Abstract:In the past few years, consumer review sites have become the main target of deceptive opinion spam, where fictitious opinions or reviews are deliberately written to sound authentic. Most of the existing work to detect the deceptive reviews focus on building supervised classifiers based on syntactic and lexical patterns of an opinion. With the successful use of Neural Networks on various classification applications, in this paper, we propose FakeGAN a system that for the first time augments and adopts Generative Adversarial Networks (GANs) for a text classification task, in particular, detecting deceptive reviews. Unlike standard GAN models which have a single Generator and Discriminator model, FakeGAN uses two discriminator models and one generative model. The generator is modeled as a stochastic policy agent in reinforcement learning (RL), and the discriminators use Monte Carlo search algorithm to estimate and pass the intermediate action-value as the RL reward to the generator.
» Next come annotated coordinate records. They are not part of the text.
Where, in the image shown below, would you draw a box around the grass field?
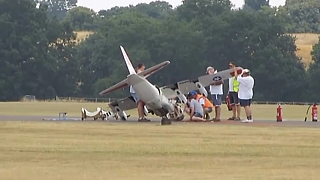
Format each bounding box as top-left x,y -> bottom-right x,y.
0,102 -> 310,120
76,31 -> 93,42
0,121 -> 320,180
292,33 -> 319,65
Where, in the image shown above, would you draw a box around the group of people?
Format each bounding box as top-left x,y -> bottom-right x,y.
185,62 -> 254,122
130,62 -> 254,122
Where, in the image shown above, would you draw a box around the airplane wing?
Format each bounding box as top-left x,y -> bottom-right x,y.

Providing the generator model with two discriminator models avoids the mod collapse issue by learning from both distributions of truthful and deceptive reviews. Indeed, our experiments show that using two discriminators provides FakeGAN high stability, which is a known issue for GAN architectures. While FakeGAN is built upon a semi-supervised classifier, known for less accuracy, our evaluation results on a dataset of TripAdvisor hotel reviews show the same performance in terms of accuracy as of the state-of-the-art approaches that apply supervised machine learning. These results indicate that GANs can be effective for text classification tasks. Specifically, FakeGAN is effective at detecting deceptive reviews.